In Deutschland steigen die Preise zwar noch kräftig, schon länger gibt es hierzulande aber auch Anzeichen für eine Überhitzung. Mit der neuen Subvention signalisiere der Staat dennoch: Baut, Bürger, baut! Ein Argument, das Banken, Immobilienmakler und andere dankbar aufgreifen werden. „Jede Förderung ist immer eine Steilvorlage für die Vertriebsmaschinerie“, sagt Nauhauser. „Niemand sollte so dumm sein, sich all die staatlichen Fördermittel entgehen zu lassen, wird es heißen.“

Dadurch könnte ein erheblicher Teil der staatlichen Gelder bei den falschen Empfängern landen. So war es schon bei der Eigenheimzulage, mit der bis 2005 der Hausbau gefördert wurde. Die staatliche Subvention trieb Studien zufolge die Bodenpreise in die Höhe und förderte die Zersiedelung der Landschaft.

Gerade in Großstädten, wo die Immobilienpreise besonders stark steigen, dürfte das Baukindergeld für die wenigsten Familien die Lösung sein. Hier wollen Union und SPD unter anderem durch zwei zusätzliche Milliarden für den sozialen Wohnungsbau und Nachbesserungen bei der Mietpreisbremse helfen, die sich bislang als weitgehend wirkungslos erwiesen hat.

Mehr Bauland soll es unter anderem durch erleichterte Verkäufe von Grundstücken in Bundesbesitz und eine Reform der Grundsteuer geben, über die derzeit ohnehin vor dem Bundesverfassungsgericht verhandelt wird. Über eine neue Grundsteuer C könnten ungenutzte Grundstücke dann höher besteuert werden, um die Besitzer zum Bauen zu animieren.

Reiner Braun vom Forschungsinstitut Empirica erwartet jedoch Rechtsstreitigkeiten über die Definition solcher Grundstücke. „Im Ergebnis wird die Grundsteuer C nicht wie erwartet ausreichend Bauland mobilisieren“, sagt er. Letztlich sei eine Reform in Richtung einer Bodenwertsteuer notwendig. Diese wäre unabhängig von der Art der Bebauung und würde nach Ansicht ihrer Befürworter zu einem verantwortungsvolleren Umgang mit Bauland führen.

Das Baukindergeld hält Braun ebenfalls für unzureichend, da es nicht eine „dringend erforderliche Sparförderung“ ersetze. So seien etwa die Einkommensgrenzen für die Wohnungsprämie – eine weitere Subvention für den Immobilienmarkt – seit 1996 nicht mehr angehoben worden.

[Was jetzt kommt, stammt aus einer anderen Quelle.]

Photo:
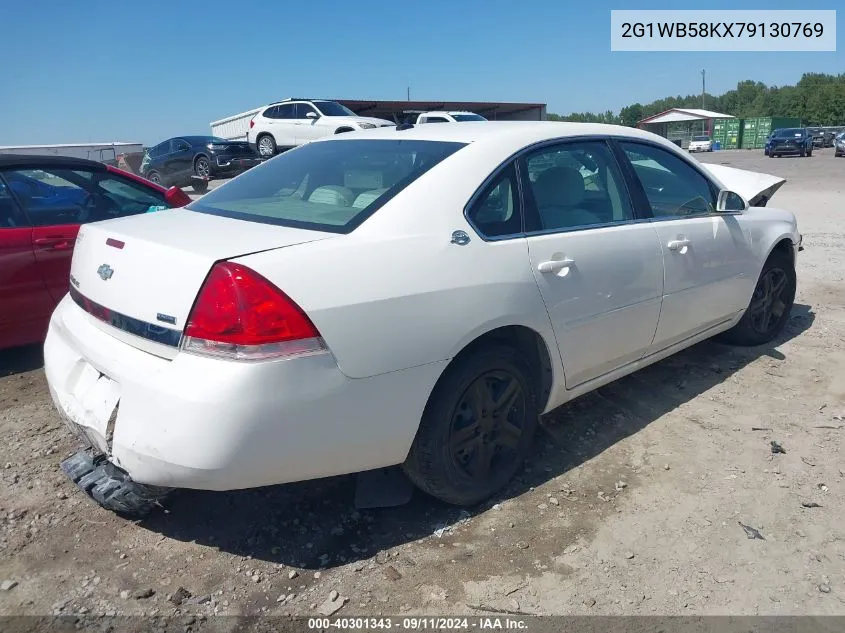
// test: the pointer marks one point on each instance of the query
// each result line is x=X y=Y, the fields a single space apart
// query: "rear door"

Außerdem gebe es immer mehr Kinderlose, die Eigentum erwerben wollten, aber zu wenig Eigenkapital und keine staatliche Förderung hätten.

Auch Niels Nauhauser findet, dass der Staat lieber Sparer allgemein statt nur Häuslebauer mit Kindern fördern sollte. Seine Verbraucherzentrale plädiert für einen staatlichen Vorsorgefonds nach schwedischem Vorbild, ohne die oft hohen Provisionen der Finanzindustrie. „Davon würden alle Verbraucher profitieren“, sagt Nauhauser. „Auch die, die nur 50 Euro im Monat zur Verfügung haben. Und das erfordert nicht einmal ein Mehr an Steuermitteln.“

Zusammengefasst: Union und SPD haben sich auf ein Baukindergeld geeinigt, das Familien mit Kindern beim Erwerb von Wohneigentum unterstützen soll. Umstritten ist die Subvention vor allem deshalb, weil nur ein Teil der Bevölkerung davon profitiert, der Immobilienmarkt schon jetzt überhitzt ist und das Geld in den falschen Händen landen könnte.